“The true sign of intelligence is not knowledge but imagination.” - Albert Einstein
You are a genius. Yes, you.
Maybe people – parents, teachers, society – told you directly that you were “stupid”. Or maybe it was said slyly, covertly, through low grades or minimal expectations for your ‘success’. Or perhaps it was communicated to you with eye-rolling exasperation at the way you did – or didn’t do – things. If any of this resonates with you, I’m here to tell you: They were wrong.
We’re taught to think that academic achievement, impeccable grammar, or a PhD represents intelligence, while bad grades, fewer degrees (if any), or manual labor professions represent some kind of ‘lower’ intelligence. That’s all a lie.
Academic achievement in an average American public school typically recognizes two or three types of intelligence: those who can study well, those who can memorize information from hearing or reading it, and those who learn what various teachers like and then oblige. There is no question that students who earn high marks do have terrific brains in this capacity. But this is merely one type of intelligence.

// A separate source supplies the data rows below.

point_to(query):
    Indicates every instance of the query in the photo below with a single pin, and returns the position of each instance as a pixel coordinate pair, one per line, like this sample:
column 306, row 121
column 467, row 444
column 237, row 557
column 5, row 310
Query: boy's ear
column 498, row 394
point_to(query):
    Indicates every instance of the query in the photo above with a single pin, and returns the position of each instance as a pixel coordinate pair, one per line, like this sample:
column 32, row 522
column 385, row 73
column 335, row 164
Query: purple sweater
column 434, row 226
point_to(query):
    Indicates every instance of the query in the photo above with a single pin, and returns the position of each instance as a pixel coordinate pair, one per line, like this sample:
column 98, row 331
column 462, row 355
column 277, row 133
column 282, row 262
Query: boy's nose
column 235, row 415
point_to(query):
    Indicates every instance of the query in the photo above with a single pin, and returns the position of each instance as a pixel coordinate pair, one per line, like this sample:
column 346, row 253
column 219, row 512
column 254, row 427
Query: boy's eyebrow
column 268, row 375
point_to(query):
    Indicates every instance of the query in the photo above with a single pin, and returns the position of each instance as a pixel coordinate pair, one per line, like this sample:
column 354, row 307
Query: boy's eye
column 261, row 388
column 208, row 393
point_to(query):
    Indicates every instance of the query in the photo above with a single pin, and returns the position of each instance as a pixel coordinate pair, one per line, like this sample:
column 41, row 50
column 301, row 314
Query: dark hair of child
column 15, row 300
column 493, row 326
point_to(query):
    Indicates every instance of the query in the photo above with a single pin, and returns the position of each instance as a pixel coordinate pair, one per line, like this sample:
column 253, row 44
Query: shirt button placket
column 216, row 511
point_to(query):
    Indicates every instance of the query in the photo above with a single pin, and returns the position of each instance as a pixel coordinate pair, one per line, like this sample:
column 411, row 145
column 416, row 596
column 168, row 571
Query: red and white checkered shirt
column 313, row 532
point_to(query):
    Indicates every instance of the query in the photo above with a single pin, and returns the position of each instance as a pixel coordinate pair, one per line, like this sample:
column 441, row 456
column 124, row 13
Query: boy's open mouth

It may be hard for teachers or parents to see, but if we look deep beyond the labels of ADD, hyperactive, or “dumb”, we can and will see extraordinary, oftentimes untapped genius.
Genius is the auto mechanic who understands what a rotary engine is and knows how to fix it. Genius is the artist who intuitively frames, crops, and presents a stunning photograph. Genius is the athlete who gracefully runs a 5k or hits a home run. Genius is the woodworker who knows precisely how to cut 90-degree angles and secure them together to build a jewelry box. Genius is the daycare provider who patiently soothes and distracts a tantruming toddler. Genius is the chatty child who can make a room full of people laugh. Genius is the piano player, the painter, the dancer, the plumber, the dog trainer, the repairman. Genius is you.